Sementara itu, Menteri Dalam Negeri, Amit Shah, mengatakan bahwa umat Hindu, Sikh, dan Kristen bakal disambut oleh India. Pengucilan Muslim ini telah menjadi pukulan psikologis bagi populasi Muslim India, yang merupakan terbesar ketiga di dunia.
Faktanya, Dayal mengatakan bahwa pemerintah belum mengatakan akan membuka perbatasannya untuk Ahmadiyah, Syiah dan kelompok pribumi yang menderita karena kediktatoran mayoritas serta penganiayaan di negara-negara tetangga.
Di tengah aksi protes kemarin, Liga Muslim Uni India mengajukan petisi untuk membatalkan UU tersebut.

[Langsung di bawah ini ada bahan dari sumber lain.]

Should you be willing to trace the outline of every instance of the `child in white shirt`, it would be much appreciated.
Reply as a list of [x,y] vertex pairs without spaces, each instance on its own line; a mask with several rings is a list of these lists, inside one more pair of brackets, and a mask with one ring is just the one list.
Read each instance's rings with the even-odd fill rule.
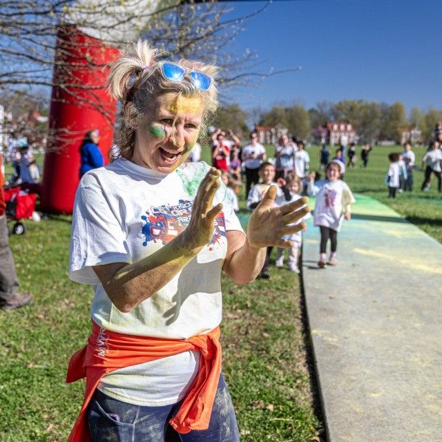
[[[301,198],[300,193],[302,190],[302,184],[299,177],[294,173],[289,173],[286,179],[285,187],[288,189],[290,193],[290,200],[287,200],[285,196],[278,195],[275,200],[276,204],[278,206],[282,206],[292,201],[296,201]],[[307,213],[302,219],[296,222],[299,224],[302,221],[311,218],[310,213]],[[305,229],[303,229],[305,231]],[[298,267],[298,261],[299,259],[299,251],[302,242],[302,231],[296,232],[292,235],[286,235],[282,237],[282,239],[287,240],[293,242],[293,245],[289,249],[289,270],[294,271],[296,273],[299,273],[299,268]],[[276,265],[277,267],[282,267],[284,266],[284,254],[285,249],[281,249],[278,247],[276,249]]]
[[221,172],[221,181],[222,181],[227,189],[227,195],[229,195],[230,200],[232,202],[233,211],[238,212],[240,210],[240,205],[238,202],[238,197],[236,196],[236,193],[233,189],[233,180],[232,176],[230,175],[230,173],[227,172],[226,171],[222,171],[222,172]]
[[385,177],[385,184],[388,186],[388,198],[395,198],[396,191],[401,184],[399,154],[393,152],[388,155],[388,159],[390,160],[390,166]]
[[[273,182],[276,174],[276,171],[275,166],[271,163],[266,162],[260,166],[258,175],[261,182],[253,186],[250,190],[250,192],[249,192],[249,195],[247,196],[247,209],[251,210],[256,209],[258,204],[260,204],[262,197],[269,190],[270,186],[276,186],[276,187],[278,187],[276,198],[283,198],[284,193],[280,189],[279,184]],[[270,278],[269,263],[272,250],[273,247],[267,247],[265,261],[261,269],[260,277],[265,279],[269,279]]]
[[309,175],[310,181],[307,194],[316,197],[314,224],[320,229],[320,254],[318,262],[320,269],[327,267],[326,249],[329,239],[332,253],[328,263],[330,265],[338,264],[338,232],[340,230],[344,218],[348,221],[352,218],[350,204],[356,202],[348,184],[340,180],[342,169],[342,162],[332,160],[325,169],[327,180],[315,183],[316,173],[311,172]]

Seorang anggota Muslim terkemuka dari kelompok advokasi United Againts Hate (UAH), Nadeem Khan, mengatakan bahwa UU kewarganegaraan itu ilegal.
"Kami akan menantangnnya di harapan Mahkamah Agung," kata Nadeem Khan, dilansir di AsiaNews, Sabtu (14/12).

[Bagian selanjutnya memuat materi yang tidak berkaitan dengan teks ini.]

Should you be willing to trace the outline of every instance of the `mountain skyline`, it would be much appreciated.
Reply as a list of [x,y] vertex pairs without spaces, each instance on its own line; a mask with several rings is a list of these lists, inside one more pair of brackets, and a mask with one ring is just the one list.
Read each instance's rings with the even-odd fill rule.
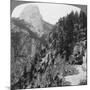
[[[44,21],[50,24],[56,24],[59,18],[62,18],[69,14],[70,12],[80,12],[80,8],[72,5],[64,4],[46,4],[46,3],[28,3],[18,5],[12,12],[11,17],[20,17],[27,7],[36,6],[39,9],[39,12]],[[62,12],[62,13],[61,13]]]

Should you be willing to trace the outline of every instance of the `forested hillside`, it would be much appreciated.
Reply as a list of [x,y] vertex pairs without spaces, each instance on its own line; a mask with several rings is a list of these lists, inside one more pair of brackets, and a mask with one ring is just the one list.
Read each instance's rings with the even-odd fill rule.
[[[71,12],[42,37],[32,28],[24,20],[11,18],[11,89],[74,85],[65,78],[79,74],[76,66],[86,62],[86,14]],[[86,78],[79,81],[78,85],[87,84]]]

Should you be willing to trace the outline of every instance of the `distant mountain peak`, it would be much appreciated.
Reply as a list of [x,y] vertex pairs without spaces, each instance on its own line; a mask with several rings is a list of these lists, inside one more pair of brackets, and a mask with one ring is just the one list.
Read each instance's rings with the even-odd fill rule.
[[39,36],[43,35],[42,17],[40,15],[39,8],[35,5],[28,5],[24,8],[20,14],[20,19],[24,19],[31,24],[33,32],[36,32]]
[[36,5],[26,6],[19,18],[24,19],[27,23],[32,25],[33,27],[30,27],[30,29],[37,33],[39,37],[51,31],[53,26],[43,20],[39,8]]

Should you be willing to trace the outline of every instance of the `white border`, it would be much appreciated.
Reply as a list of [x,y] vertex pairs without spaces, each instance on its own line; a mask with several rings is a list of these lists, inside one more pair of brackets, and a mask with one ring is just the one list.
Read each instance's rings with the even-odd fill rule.
[[[24,0],[25,1],[25,0]],[[30,0],[28,0],[30,1]],[[90,1],[89,0],[32,0],[55,3],[69,3],[69,4],[86,4],[88,5],[88,85],[87,86],[70,86],[57,88],[43,88],[37,90],[90,90]],[[10,86],[10,0],[0,0],[0,90],[9,90]]]

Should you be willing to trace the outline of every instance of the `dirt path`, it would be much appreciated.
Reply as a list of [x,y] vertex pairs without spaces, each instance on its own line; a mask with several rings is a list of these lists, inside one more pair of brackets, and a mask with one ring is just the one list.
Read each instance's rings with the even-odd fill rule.
[[83,57],[83,64],[82,65],[76,65],[75,68],[78,70],[78,74],[76,75],[70,75],[65,77],[65,81],[70,82],[70,85],[79,85],[80,81],[86,80],[86,53]]

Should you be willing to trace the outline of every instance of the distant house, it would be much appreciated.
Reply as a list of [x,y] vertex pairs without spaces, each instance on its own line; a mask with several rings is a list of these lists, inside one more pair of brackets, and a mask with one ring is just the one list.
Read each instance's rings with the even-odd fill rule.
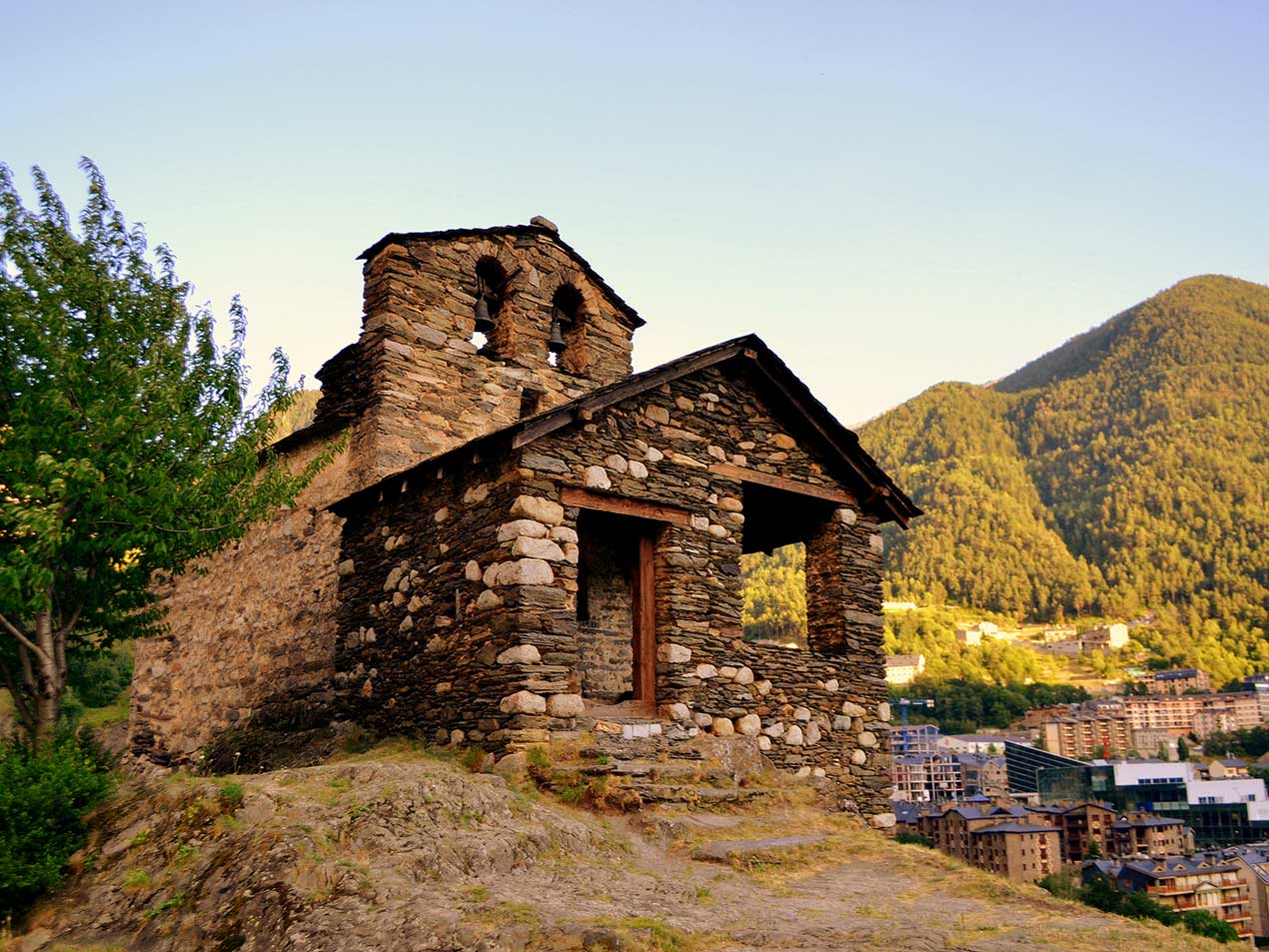
[[891,762],[892,800],[942,803],[964,796],[961,762],[947,754],[896,754]]
[[1000,754],[1005,744],[1030,746],[1032,739],[1025,734],[947,734],[939,737],[939,746],[956,754]]
[[886,659],[886,682],[888,684],[911,684],[917,675],[925,673],[925,655],[895,655]]
[[961,779],[966,791],[976,791],[985,797],[1003,797],[1009,792],[1009,769],[1004,755],[957,754],[961,762]]
[[959,641],[966,647],[972,647],[973,645],[982,644],[983,635],[987,635],[990,637],[994,636],[997,631],[1000,631],[1000,628],[992,625],[991,622],[978,622],[977,625],[970,625],[968,622],[964,622],[957,626],[956,640]]
[[1236,757],[1226,757],[1220,760],[1211,760],[1206,768],[1199,768],[1207,773],[1209,779],[1223,781],[1232,777],[1249,777],[1247,765]]
[[1187,913],[1203,909],[1233,927],[1239,938],[1251,938],[1251,899],[1237,864],[1195,857],[1166,859],[1128,859],[1114,864],[1084,864],[1088,881],[1094,873],[1105,873],[1122,890],[1145,892],[1157,902]]
[[1124,814],[1110,824],[1110,835],[1109,856],[1162,858],[1194,848],[1193,834],[1187,835],[1185,823],[1171,816]]
[[1115,651],[1128,644],[1128,626],[1123,622],[1090,628],[1080,636],[1085,651]]
[[1184,694],[1187,691],[1211,691],[1212,675],[1198,668],[1178,668],[1171,671],[1155,671],[1146,679],[1146,691],[1151,694]]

Khan menjelasakan, bahwa mereka telah mengetahui jika pemerintah mengejak kebijakan kebencian sektarian. Karena itu, menurutnya, undang-undang yang baru ini bertentangan dengan semangat konstitusi serta merupakan upaya untuk lebih mempolarisasi masyarakat.
Apalagi dalam pemilihan terakhir, kata dia, pemerintah memperoleh kekuasaan melalui strategi memecah masyarakat dan kini mempraktikkannya. Kendati begitu, dia mengapresiasi pihak-pihak yang memihak kepada mereka.
"Kami telah menerima solidaritas dari banyak komunitas. Kami akan terus memprotes bahkan dengan pembangkangan sipil," tambahnya.
Di sisi lain, langkah memprotes UU ini dilakukan sejumlah pejabat publik dengan cara mengundurkan diri dari jabatan mereka. Hal itu dilakukan sebagai protes untuk menunjukkan penentangan terhadap UU yang dinilai menyangkal pluralisme agama.
Abdur Rahman, seorang polisi Mumbai, adalah salah satu yang pertama melakukannya. "Ini tidak hanya perjuangan untuk umat Islam, tetapi untuk semua komunitas yang mengakui diri mereka dalam prinsip kesetaraan," kata Rahman.